Pois é, por que as pessoas não nos escutam? [risos] Não é culpa nossa. Não é por falta de pesquisa, de estudo, de análise. Muitos historiadores ficam injuriados e sentindo culpados por ter falado, falado, falado, e não ter sido ouvidos. Mas, observando nosso engajamento de 2016 para cá, penso que fizemos tudo o que era possível. E não só historiadores: juristas progressistas, profissionais da saúde coletiva, psicanalistas, artistas, auditores do trabalho, muitos grupos saíram de seus gabinetes, sem contar os movimentos sociais, que sempre estiveram nas ruas. Recuso sempre a ideia de que não houve resistência. Houve, sim. Há. E a resistência enfrenta repressão. Lembro da greve geral no Rio, em abril de 2017, um movimento lindo e enorme que teria um ato na Cinelândia, mas que foi dispersado pela polícia à bomba e bala de borracha. Lembro da violenta repressão à manifestação em Brasília, em maio de 2017, com bombas na frente do Congresso. Esses episódios mostraram que a democracia como tal já não existia mais. O direito à manifestação não existia mais. Com o tempo, imagino que logo vamos conseguir juntar melhor essas peças e compreender porque não fomos ouvidos. Vejo que no jornalismo, na história e nas ciências sociais, estamos tentando puxar o fio dessa meada, para entender como chegamos até aqui: nesse contexto em que a verdade foi totalmente relativizada e os métodos científicos de produção do conhecimento, desqualificados.
Surpreende a popularização de teses revisionistas, sobretudo a respeito da ditadura militar?

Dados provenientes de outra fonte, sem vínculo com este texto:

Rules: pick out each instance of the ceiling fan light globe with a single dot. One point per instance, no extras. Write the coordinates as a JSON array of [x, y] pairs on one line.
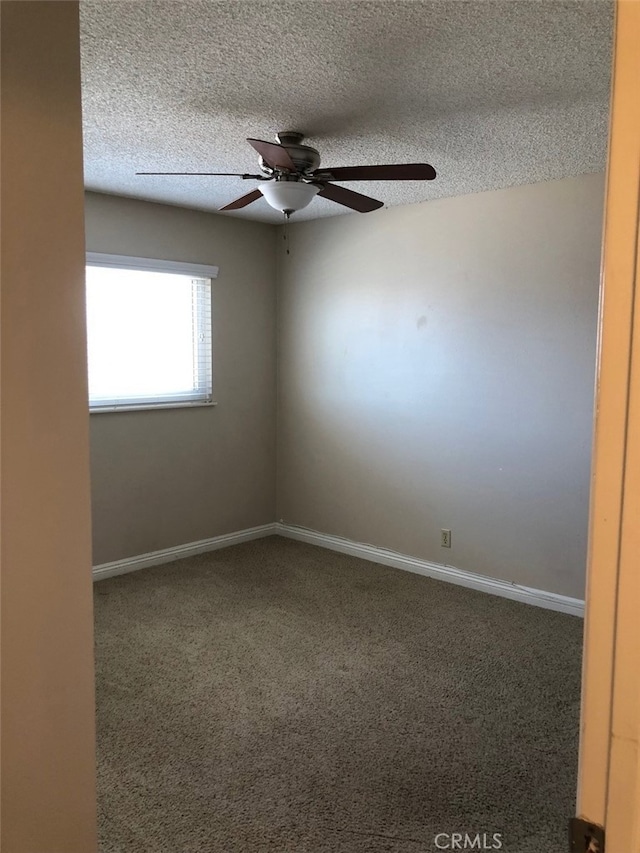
[[288, 195]]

Após a redemocratização, diante de tantos estudos publicados, formou-se um consenso social de que a ditadura, afinal, deixou um legado negativo. Surpreende, sim, e nunca me passou pela cabeça imaginar que, um dia, tanta gente diria que a ditadura fosse reverenciar ditadores, torturadores ou pedir a volta da ditadura. Nos Estados Unidos, podemos ver os mesmos métodos de flexibilização da verdade, relativização das certezas e construção de uma narrativa paralela. Uma narrativa alternativa, que cresce por fora dos meios de comunicação tradicionais – mas, ao mesmo tempo, parcialmente facilitados pelos meios de comunicação tradicionais, no Brasil considerando o antipetismo construído desde os anos 2000. É preocupante que essa narrativa paralela já esteja sendo sustentada por uma bibliografia própria. Proliferaram esses livros revisionistas, sobre diferentes temas.Isso vem junto com as tendências atuais de anti-intelectualismo, irracionalismo e até ‘terra-planismo’. No Dia da Consciência Negra, recebi memes que criticavam Zumbi, dizendo que ele não fez nada pelos negros e tinha sido senhor de escravos, tentando puxar as atenções para a Princesa Isabel. Zumbi, século 17! Por que movimentos como MBL estariam tentando enfraquecer e descontruir Zumbi senão pelo fato de que ele é o maior símbolo da resistência, reverenciado pelo movimento negro? Isso é um projeto, uma estratégia.
À época candidato, Jair Bolsonaro declarou no Roda Viva que os próprios negros entregavam escravos – e foi fortemente rebatido, por exemplo, pela historiadora Lilia Schwarcz. O discurso de Bolsonaro lembra outra referência bibliográfica, o jornalista Leandro Narloch, que também questiona Zumbi. Superamos a herança histórica da escravidão no Brasil?
Claramente não superamos. Mas não vejo uma continuação simplesmente do racismo e da discriminação nos moldes do século 20, mas uma renovação no século 21. Isso porque, nos últimos anos, o movimento negro cresceu muito, conquistou projeção e possibilitou a implementação de políticas públicas para igualdade racial, a titulação de terras quilombolas, direito ao trabalho digno e o acesso à educação, perpassando vários pontos de demandas de reparação histórica. Diante desse movimento surge uma reação, que tenta relativizar o passado para minar e frear esse fervilhar. Ao explicitar as desigualdades e seus mecanismos, o movimento negro, ao lado dos movimentos de mulheres, dos LGBT, dos camponeses, dos indígenas, dos sem-teto, entre outros, vinha com potencial para transformar o país. E veio uma reação para minar essas transformações. No horizonte, podemos ver inclusive a criminalização desses movimentos.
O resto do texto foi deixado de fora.